News that Australia has slipped out of the top ten happiest countries in the world should not be taken lightly.
For the record, Finland, with those fun loving, financially secure, super contented party people, has once again scooped the number one position. Poor old Australia is now rated eleventh, but maybe the worst is yet to come.
After all, Clive Palmer keeps telling us that we are living in a ‘catastrophe’. As well, the non-Labor forces at the coming Federal election all have a vested interest in informing us just how miserable we all are.
What we have yet to see is a cultural and artistic reaction, the type we encountered back in the 1980s when music styles such as post punk and grunge we are often viewed as a kind of social protest.
Around the mid-80s there was much talk of an oncoming recession and a number of indie bands at the time were quick to embrace the paranoia.
Events such as ‘Doom and Gloom ‘86’ at Chippendale’s Graphic Arts Club brought together a number of local and interstate bands out to treat punters with ‘the downest good time you’ll ever have’. The noted ‘depression poet’ Dr William McCoy made a guest appearance and one lucky punter took home a box full of generic groceries.
I was particularly heartened to see that the crusty remains of The Sex Pistols will be touring Australia in April.

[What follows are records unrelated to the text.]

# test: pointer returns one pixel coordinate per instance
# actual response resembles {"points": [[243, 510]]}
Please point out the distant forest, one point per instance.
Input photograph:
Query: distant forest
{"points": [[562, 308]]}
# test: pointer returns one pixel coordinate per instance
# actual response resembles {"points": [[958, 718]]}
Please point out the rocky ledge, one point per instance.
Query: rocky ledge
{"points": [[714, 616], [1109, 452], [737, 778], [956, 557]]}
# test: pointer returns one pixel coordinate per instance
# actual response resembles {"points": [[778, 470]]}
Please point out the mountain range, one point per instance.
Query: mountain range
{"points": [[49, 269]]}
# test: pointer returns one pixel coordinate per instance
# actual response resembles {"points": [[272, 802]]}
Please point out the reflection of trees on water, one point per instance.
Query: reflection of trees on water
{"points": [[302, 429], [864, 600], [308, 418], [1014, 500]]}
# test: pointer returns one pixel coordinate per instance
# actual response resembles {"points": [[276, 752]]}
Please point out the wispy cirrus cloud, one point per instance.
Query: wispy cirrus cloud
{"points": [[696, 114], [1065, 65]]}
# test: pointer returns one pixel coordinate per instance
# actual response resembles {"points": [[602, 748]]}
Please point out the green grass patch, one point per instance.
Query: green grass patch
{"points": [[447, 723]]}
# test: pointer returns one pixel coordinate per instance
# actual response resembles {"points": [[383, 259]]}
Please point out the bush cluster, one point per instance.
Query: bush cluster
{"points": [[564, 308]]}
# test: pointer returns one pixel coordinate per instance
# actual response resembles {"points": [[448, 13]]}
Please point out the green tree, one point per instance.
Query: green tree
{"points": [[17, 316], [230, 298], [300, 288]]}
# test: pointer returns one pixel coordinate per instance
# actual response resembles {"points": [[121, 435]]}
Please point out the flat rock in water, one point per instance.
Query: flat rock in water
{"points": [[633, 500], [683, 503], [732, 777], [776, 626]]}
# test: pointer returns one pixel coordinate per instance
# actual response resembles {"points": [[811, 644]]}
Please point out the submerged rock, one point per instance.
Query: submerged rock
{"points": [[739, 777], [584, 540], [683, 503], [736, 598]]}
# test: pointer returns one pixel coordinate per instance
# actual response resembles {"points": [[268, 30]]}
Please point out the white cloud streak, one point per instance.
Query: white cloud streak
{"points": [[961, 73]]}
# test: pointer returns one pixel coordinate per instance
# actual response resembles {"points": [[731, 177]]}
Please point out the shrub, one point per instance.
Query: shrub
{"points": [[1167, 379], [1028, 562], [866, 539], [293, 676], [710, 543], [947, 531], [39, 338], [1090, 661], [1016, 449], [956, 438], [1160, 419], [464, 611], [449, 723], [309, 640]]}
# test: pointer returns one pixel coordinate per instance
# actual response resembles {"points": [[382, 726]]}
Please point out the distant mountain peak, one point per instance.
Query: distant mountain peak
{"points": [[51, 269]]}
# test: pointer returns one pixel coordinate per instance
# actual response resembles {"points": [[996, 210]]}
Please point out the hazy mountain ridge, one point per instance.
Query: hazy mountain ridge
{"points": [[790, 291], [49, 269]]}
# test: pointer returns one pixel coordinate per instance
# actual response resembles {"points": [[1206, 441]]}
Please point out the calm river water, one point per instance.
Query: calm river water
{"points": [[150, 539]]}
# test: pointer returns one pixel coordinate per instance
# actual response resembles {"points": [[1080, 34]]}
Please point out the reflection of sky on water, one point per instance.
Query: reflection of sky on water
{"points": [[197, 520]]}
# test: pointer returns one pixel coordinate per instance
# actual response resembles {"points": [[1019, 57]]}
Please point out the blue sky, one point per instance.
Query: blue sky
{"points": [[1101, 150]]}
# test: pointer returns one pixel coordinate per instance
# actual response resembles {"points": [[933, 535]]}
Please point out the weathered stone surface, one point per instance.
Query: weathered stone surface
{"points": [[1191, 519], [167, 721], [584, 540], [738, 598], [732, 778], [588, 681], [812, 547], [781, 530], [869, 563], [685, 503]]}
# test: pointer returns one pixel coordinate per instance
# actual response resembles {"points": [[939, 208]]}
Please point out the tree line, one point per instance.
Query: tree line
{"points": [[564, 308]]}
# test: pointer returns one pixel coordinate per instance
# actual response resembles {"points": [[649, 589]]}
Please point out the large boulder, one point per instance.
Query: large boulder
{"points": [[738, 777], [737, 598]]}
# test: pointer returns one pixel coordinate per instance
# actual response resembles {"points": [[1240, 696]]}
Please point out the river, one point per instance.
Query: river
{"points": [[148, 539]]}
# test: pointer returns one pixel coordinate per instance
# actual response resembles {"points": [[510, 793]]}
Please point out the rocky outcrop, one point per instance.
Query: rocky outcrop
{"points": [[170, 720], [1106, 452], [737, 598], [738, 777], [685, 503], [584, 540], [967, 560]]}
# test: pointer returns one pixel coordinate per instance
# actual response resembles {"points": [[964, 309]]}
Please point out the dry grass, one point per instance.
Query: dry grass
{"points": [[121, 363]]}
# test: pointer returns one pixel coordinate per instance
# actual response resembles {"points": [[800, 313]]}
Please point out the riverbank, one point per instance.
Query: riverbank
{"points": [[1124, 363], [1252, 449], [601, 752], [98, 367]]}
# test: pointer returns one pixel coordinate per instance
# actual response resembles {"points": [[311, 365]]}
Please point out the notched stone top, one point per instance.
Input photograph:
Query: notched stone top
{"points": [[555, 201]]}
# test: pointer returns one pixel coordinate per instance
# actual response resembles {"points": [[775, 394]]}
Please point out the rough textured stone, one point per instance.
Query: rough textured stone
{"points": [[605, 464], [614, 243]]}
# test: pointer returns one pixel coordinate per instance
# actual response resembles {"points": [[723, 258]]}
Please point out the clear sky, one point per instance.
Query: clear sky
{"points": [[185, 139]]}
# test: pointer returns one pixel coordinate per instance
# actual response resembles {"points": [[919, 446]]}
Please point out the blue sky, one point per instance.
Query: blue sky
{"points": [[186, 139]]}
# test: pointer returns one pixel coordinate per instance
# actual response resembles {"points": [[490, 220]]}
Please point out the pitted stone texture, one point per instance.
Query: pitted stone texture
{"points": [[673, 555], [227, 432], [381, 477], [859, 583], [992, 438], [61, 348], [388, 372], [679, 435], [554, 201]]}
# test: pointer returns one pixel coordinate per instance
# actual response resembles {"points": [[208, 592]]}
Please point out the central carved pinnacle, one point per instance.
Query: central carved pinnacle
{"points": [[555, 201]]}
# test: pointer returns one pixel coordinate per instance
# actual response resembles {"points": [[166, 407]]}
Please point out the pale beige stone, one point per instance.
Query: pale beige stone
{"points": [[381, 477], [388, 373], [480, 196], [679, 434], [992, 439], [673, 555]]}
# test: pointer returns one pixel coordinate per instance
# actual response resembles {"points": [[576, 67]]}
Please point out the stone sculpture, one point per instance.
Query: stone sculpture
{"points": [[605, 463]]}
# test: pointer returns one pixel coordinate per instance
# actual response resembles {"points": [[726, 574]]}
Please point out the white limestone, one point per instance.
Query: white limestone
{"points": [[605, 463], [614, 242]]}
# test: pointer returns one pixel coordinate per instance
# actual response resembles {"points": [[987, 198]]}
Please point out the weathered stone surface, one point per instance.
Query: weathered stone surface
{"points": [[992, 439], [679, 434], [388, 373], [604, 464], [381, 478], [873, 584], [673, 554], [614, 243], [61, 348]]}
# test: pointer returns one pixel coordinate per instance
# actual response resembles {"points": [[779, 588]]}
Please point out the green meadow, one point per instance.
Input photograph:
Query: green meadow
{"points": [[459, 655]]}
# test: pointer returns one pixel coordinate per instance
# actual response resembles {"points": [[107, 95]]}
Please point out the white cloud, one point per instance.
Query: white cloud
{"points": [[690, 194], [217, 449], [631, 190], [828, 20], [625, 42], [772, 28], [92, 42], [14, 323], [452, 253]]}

No Sid or Johnny Rotten of course but a chance to relive the burgeoning punk movement of the mid to late 70s. It was an ideology that shunned wealth and money, mainly because nobody had any, and it certainly rattled the bones of the bourgeoisie.
Cynics will say ‘The Sex Pistols 2025’ are just a bunch of silly old geezers desperately trying to relive their once rebellious youth – and their aging audience is not much better. Not me! I see their renaissance as a powerful indicator of a sizeable cutural change when it comes to music and the arts.
Sure there will still be time for happy, care free, hedonistic pop tunes like Kylie’s nauseating ‘Padam Padam’, but look out for a whole new wave of neo-punk and reconstructed grunge.
‘The groundswell of discontent is bound to fuel a cultural upheaval’
With Trump in the White House, countless international wars, inflation running riot, and the possibility of Prime Minister Dutton, the groundswell of discontent is bound to fuel a cultural upheaval. Those with a good balance on their credit card will still demand top class entertainment and accompanying facilities, but what about the doom and gloom set?
We now have a 24-Hour Economy Commissioner in Michael Rodrigues, recently quoted as saying:
“We’re committed to reinvigorating NSW by removing the red tape and enhancing performance spaces, supporting cultural events and uplifting our thriving live music scene to help grow our creative communities.”
Let’s hope that includes a series of ultra low budget venues, where a lucky door prize of a bag of generic groceries is mandatory and the performing bands have names like ‘Dogs Die In Hot Cars’, ‘Half Man Half Biscuit’, ‘The Dead Milkmen’ and ‘Let’s Get Out of This Terrible Sandwich Shop’ – all real band names from a few decades ago.
Two or three interlinked shipping containers dumped in Tom Uren Square in Woolloomooloo could provide an intimate rock venue and double as an overnight stay for the homeless when the grunge party finished. I don’t know how many of the old disused St James railway tunnels that run beneath the Sydney CBD still exist but what a location for ‘Grungefest 2026!’.
Perhaps the Palmer/Dutton prediction of economic Armageddon will have eventuated and an era of total doom and gloom will prevail. The annual Sydney Festival might go ahead, aimed entirely at that elite section of the population who can afford the exorbitant prices.
Yet beneath the snooty Opera House concerts and champagne picnics in the Domain, there lies a throbbing, pulsating celebration by neo-punks, grunge heads, anarchists, social outcasts and the homeless. It’s a true societal underground and indeed ‘‘the downest good time you’ll ever have’.